When I drive to school every morning, I pass an abandoned building that has been spray painted, with an X and then one stroke of a second X, and I wonder, is that fifteen?
Yesterday I chatted for a moment with an old man. I have done this a million times, and had lovely conversations about art, politics, families. This time I asked about his book, and he said, “It’s good, but it makes me kind of dizzy. Not as dizzy as the Clintons make me, though.”
And things deteriorated further as I tried to keep a neutral face, and consider that if he had a patient listener, he might not send anthrax in the mail or some such.
With a group of teachers, we drove around and delivered some swag to students. A bit of happy surprise for them, on a day they were not at school.
On one street, two rather bedraggled white people conducted their deal as if the director had told them, “The audience needs to SEE the baggie AND the drugs.”
I talked with a man from Zimbabwe this week. He said he wished he could take my English out of my head and install it in his, and looking back, I think, it sounds wonderful to have some of my brain removed.

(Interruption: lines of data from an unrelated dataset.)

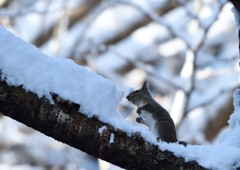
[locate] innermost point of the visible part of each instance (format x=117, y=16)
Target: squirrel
x=153, y=114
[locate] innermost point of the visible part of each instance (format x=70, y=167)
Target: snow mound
x=24, y=64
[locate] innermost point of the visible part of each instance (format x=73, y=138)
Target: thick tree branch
x=63, y=122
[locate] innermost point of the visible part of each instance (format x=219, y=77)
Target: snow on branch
x=43, y=93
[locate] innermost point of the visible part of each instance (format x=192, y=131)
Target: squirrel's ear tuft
x=145, y=84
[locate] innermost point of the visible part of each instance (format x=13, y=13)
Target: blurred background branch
x=187, y=50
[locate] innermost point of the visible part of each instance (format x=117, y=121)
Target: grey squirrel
x=153, y=114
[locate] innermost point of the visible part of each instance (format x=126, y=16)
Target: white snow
x=236, y=16
x=23, y=64
x=42, y=74
x=111, y=138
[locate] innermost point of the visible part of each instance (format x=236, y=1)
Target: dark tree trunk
x=63, y=122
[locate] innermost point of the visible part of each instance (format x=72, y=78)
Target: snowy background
x=188, y=50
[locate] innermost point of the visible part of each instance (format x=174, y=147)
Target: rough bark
x=63, y=122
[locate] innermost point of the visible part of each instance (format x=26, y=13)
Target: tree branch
x=63, y=122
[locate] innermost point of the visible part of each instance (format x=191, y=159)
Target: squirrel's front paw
x=139, y=110
x=139, y=120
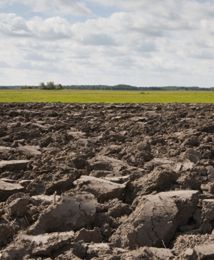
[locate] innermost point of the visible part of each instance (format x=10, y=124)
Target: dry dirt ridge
x=106, y=181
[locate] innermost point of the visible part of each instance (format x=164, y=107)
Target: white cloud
x=72, y=7
x=144, y=43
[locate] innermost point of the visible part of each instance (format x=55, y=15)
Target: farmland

I am teaching English as a second, third, fourth, or fifth language. We’ve had some comedy about the difference between pronouncing “peach” and “bitch,” including me trying to explain that you can only say “bitch” at a dog show, which is, admittedly, a rare language usage occasion, one I haven’t experienced… ever.
A week or so later, a kid wrote a word on his palm and showed it to me. “Yeah, you can’t say that, either,” I told him.
Something about turning 45 has caused me to consider all the things I thought would be cool to have in my house, around the age of 8. So now I browse grandfather clocks, although I don’t really want to own a clock. At least I am staying strong on not having a bubble gum machine.